Crepidula convexa is a species of sea snail, a marine gastropod mollusk in the family Calyptraeidae, the slipper snails or slipper limpets, cup-and-saucer snails, and Chinese hat snails. The maximum recorded shell length is 20 mm.

==Distribution==
This species is native to the eastern coasts of North and Central America, from Canada to Panama.

==Habitat==
The minimum recorded depth at which this species has been found is 0 m (i.e. at the sea surface); the maximum recorded depth is 70 m.

==Location==
Crepidula convexa can be found along the east coast of North America. Geographically they can be found in the low intertidal zone (5 to 10 meters) and to roughly about 200 meters down into the shallow subtidal zone. They are predominantly found on rocks, shells and sea grass.

==Description==
The shell of the Crepidula convexa can be described as oval-shaped. This is mostly due to the shell needing to meet the needs of its environment. They vary depending on their exact location being in sea grass or in rocks. Those located in sea grass are oftentimes smaller and have a steeper arch then their counterparts located in rocky areas. The snail varies in shades of cocoa, often having spots or streaks on the shell. Rarely do some have purple tints near the apex. The shelf is flat or slightly convex and the left side extends farther forward than it does the right side. The typical maximum Crepidula convexa will grow up to 20 mm in length.

==Development==
Crepidula convexa follows a sequential hermaphroditism life cycle. During its life it will pass through five sexual phases. The immature phase is where it is in the larval stage and has no need to start sexual reproduction but shows a slight rise on the right side of the neck where the phallus will later grow. Next, when hatched the snail will be in what is called the "phallus bud" stage, which is the forming of the male sexual organ and may have a peg-like phallus.

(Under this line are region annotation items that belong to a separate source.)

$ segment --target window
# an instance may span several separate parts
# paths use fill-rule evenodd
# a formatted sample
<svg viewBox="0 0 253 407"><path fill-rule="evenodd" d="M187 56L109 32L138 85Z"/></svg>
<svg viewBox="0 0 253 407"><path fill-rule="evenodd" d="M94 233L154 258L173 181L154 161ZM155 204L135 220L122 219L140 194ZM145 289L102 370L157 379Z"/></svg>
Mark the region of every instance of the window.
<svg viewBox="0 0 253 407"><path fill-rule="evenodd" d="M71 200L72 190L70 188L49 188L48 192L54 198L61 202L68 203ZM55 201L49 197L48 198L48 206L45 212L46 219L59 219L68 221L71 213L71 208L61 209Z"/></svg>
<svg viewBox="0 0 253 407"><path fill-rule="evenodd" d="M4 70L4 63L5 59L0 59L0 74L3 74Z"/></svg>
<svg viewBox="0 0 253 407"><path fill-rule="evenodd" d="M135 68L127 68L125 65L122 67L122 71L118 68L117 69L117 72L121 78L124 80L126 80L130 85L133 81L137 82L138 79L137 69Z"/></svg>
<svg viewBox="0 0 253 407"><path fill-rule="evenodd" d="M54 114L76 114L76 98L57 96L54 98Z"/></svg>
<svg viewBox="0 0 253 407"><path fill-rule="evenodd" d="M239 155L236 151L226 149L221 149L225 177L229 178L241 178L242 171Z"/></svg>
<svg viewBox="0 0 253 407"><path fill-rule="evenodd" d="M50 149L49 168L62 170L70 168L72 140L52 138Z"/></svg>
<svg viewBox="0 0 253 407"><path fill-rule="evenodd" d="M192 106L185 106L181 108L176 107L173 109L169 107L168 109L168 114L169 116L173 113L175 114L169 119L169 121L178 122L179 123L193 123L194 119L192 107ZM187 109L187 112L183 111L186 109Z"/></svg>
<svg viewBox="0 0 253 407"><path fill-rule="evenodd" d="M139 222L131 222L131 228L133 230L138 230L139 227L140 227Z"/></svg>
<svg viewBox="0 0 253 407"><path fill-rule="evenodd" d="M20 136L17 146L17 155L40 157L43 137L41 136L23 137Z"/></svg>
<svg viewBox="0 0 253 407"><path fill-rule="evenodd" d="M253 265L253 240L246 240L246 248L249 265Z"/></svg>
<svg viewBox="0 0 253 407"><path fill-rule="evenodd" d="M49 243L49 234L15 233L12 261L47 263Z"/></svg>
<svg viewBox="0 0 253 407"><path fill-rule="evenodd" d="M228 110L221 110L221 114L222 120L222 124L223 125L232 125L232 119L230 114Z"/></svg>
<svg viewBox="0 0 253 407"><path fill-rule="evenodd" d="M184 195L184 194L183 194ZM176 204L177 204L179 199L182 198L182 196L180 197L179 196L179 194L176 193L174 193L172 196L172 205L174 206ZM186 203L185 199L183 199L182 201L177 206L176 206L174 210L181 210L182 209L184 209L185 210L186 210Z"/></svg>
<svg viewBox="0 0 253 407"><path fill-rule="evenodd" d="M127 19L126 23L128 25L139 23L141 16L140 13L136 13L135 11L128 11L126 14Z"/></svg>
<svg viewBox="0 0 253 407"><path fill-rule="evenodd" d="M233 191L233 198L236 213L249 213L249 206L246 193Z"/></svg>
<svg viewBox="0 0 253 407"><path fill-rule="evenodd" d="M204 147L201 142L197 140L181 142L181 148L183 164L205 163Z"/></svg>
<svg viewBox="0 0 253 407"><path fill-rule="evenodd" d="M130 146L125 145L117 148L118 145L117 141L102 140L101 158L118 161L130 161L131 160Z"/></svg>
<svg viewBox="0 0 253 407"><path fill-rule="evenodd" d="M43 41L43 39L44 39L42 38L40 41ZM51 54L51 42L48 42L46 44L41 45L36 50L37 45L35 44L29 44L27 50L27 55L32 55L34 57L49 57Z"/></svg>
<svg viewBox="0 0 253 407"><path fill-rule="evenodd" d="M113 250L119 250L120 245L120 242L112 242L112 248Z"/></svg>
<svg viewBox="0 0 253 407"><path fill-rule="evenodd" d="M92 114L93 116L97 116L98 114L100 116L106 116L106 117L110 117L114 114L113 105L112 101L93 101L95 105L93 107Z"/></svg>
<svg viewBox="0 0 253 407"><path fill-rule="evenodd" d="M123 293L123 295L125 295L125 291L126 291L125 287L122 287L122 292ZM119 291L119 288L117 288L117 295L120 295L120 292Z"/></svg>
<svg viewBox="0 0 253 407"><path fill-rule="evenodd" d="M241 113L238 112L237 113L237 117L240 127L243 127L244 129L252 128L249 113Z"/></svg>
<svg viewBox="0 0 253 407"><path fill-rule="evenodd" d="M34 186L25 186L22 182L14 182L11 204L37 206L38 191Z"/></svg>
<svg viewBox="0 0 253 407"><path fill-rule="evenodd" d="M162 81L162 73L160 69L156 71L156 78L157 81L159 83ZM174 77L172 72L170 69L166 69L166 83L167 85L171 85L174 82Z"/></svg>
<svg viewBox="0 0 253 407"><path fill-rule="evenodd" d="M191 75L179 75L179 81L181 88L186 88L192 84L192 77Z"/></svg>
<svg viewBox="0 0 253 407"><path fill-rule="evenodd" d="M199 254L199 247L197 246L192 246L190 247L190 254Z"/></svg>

Soon after, it will have developed a full phallus and be deemed a male, where it can start the sexual reproduction process and fertilize its female counterparts. Later on it will start to change and grow into a "transitional" where the male starts to grow and loses the ability to fertilize and start to become female. Finally, it will be a female which will be its final sexual phase. At that point it will be able to be inseminated and lay eggs and may have a remnant of a degenerate phallus.

==Reproduction==
During a single breeding season the larger female will only have one male partner. On the other hand males may mate with multiple females. This increases the survivability rate of the species because there is always an abundance of females than males. The smaller males have greater mobility which allows them to mate more and increase reproductive capacity for the species in a given area.

==Population structure==
The genetic structure of Crepidula convexa differs distinctively based on the location of the species. The genetics of a specific snail of this species from Florida can be separated from another found in New England. Samples of Crepidula convexa in the south may have faster growth rates and thus shorter life spans due to higher pH levels, but it is still an arguable science as to why they have faster growth rate than their counterparts in other regions. These snails are not equipped to travel long distances to migrate. They live on the shells of other organisms, some being sea grass. This can be attributed to short distance gene flow. They may "piggyback" a ride on horseshoe crabs to warmer regions they are not necessarily native to.